La lavande semble robuste… jusqu'au jour où elle s'effondre
Chaque été, les touffes de lavande explosent en nuages mauves et odorants. On les imagine indestructibles. Alors, beaucoup de jardiniers les laissent simplement faire leur vie, saison après saison, sans jamais lever le sécateur.
Et puis un beau matin, le cœur de la touffe se dégarnit, les tiges s'écartent, la plante sèche de l'intérieur. Ce scénario, pourtant si courant, est presque toujours évitable. Il suffit d'un seul geste, pratiqué régulièrement.
Lavande et lavandin : deux plantes qui vieillissent mal sans entretien
Il existe une différence importante entre la lavande vraie (Lavandula angustifolia) et le lavandin (Lavandula x intermedia), cet hybride très apprécié pour l'intensité de son parfum. Mais les deux partagent le même talon d'Achille face à l'abandon.
Sans entretien sérieux, un lavandin atteint péniblement ses 9 ans. Les tiges s'allongent, la base se couvre d'un bois grisâtre et la plante s'épuise bien avant d'avoir donné tout ce qu'elle pouvait. On observe exactement la même chose dans la plupart des jardins.
En revanche, un pied correctement taillé chaque année peut vivre jusqu'à 20 ans — soit deux fois plus longtemps. Ce n'est pas qu'une question d'apparence : la taille limite l'épuisement lié à la production de graines, améliore la circulation de l'air au cœur de la touffe et réduit les risques de maladies liées à l'excès d'humidité.
Le vieux bois : l'ennemi silencieux qu'il faut absolument contenir
Pour bien comprendre pourquoi la taille est si déterminante, il faut connaître le concept de vieux bois. Il s'agit de la partie basse et lignifiée des tiges, cette zone grise et dure qui ne porte plus de feuilles.
Sur ce vieux bois, il n'existe pratiquement plus aucun bourgeon capable de repartir. Si la lavande grossit librement sans qu'on intervienne, cette zone prend progressivement le dessus. Et si vous taillez trop court en descendant dedans, la plante ne se régénère plus — ou très difficilement.
La règle d'or est simple : taillez toujours au-dessus de la dernière feuille verte visible, en restant dans la partie encore vivante du rameau. Jamais en dessous.
Adapter son geste selon l'âge du pied
- Jeunes plants en première année : après la floraison, raccourcissez les tiges fleuries près de la base et réduisez d'environ la moitié les rameaux verts encore en place. Ce geste pousse la plante à se ramifier rapidement et à former un beau coussin dense.
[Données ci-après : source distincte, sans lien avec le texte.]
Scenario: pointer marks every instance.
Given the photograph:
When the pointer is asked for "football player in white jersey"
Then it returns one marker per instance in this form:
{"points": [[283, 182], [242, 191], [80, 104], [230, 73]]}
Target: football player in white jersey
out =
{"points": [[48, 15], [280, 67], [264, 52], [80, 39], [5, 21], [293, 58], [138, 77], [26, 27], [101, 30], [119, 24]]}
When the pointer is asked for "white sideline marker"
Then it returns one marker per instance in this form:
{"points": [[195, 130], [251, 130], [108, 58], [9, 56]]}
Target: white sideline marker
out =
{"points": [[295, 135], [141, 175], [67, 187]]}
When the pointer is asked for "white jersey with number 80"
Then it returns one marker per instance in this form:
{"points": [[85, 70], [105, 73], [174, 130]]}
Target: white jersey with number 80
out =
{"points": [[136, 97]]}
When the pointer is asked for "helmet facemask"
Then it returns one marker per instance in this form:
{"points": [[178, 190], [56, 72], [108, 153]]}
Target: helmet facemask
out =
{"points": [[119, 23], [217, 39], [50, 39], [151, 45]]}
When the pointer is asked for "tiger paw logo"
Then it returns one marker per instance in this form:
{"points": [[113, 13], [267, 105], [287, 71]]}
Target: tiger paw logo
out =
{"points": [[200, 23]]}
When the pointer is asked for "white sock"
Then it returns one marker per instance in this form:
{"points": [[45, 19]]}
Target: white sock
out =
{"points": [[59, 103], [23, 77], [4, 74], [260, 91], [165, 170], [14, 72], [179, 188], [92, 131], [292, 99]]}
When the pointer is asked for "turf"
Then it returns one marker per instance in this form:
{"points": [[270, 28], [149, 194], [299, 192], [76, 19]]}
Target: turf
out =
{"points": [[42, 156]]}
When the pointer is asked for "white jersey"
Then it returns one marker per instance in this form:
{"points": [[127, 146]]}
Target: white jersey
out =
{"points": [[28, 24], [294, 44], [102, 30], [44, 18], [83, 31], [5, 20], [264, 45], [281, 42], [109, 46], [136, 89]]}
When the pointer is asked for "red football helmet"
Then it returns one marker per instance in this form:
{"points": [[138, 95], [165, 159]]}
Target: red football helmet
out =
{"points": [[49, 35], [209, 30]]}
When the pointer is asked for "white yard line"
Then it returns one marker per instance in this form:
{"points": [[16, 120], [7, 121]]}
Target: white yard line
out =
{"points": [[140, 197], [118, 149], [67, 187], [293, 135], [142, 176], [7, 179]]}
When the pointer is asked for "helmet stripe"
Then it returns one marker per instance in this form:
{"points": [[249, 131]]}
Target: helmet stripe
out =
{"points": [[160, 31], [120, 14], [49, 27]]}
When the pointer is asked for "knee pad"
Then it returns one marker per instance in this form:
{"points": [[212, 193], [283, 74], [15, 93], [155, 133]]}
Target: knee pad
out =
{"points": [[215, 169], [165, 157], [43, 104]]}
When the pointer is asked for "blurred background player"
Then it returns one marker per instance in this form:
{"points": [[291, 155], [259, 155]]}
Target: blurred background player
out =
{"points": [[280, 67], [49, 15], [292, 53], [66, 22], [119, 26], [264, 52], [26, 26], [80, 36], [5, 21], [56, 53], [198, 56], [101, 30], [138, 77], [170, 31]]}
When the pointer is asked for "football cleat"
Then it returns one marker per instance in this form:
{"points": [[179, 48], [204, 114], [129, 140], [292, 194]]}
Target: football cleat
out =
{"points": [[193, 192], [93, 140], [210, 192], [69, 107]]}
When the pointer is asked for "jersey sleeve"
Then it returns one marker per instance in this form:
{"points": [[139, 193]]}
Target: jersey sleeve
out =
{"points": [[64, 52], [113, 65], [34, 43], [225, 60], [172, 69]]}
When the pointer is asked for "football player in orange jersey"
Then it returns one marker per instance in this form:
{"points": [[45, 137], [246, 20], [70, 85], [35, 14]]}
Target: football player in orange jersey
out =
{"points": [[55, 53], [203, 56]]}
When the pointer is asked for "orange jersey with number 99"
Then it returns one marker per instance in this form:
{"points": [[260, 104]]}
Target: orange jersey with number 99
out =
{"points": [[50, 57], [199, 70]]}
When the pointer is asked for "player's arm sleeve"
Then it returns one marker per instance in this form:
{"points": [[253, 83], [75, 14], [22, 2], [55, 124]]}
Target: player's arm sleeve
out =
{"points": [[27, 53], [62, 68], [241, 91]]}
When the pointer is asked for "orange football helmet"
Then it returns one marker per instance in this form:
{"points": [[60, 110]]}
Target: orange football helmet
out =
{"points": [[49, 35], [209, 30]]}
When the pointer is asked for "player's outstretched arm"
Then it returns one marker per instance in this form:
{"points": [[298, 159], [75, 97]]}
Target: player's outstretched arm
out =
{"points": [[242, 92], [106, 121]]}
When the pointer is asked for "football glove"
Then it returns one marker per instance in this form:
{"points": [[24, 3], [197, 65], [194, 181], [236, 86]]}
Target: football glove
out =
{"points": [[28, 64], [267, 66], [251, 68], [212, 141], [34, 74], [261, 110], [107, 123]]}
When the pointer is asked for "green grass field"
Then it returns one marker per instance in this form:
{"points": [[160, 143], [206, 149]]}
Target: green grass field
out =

- Pieds adultes : chaque année, retranchez environ 30 % de la longueur des tiges en conservant systématiquement quelques centimètres de partie feuillée. L'objectif est une forme arrondie, bien compacte.
- Vieux pieds fatigués : tentez une taille de renouvellement en supprimant les branches les plus anciennes à la base, là où quelques jeunes pousses vertes subsistent encore. Si la souche n'en montre plus aucune, il est temps de replanter.
Quel calendrier suivre pour que la taille soit vraiment efficace ?
La technique ne suffit pas — le moment choisi est tout aussi crucial. La première fenêtre d'intervention s'ouvre juste après la floraison, entre fin août et septembre selon les régions. On supprime toutes les hampes fanées et on raccourcit légèrement les jeunes pousses de l'année, sans jamais mordre sur le vieux bois.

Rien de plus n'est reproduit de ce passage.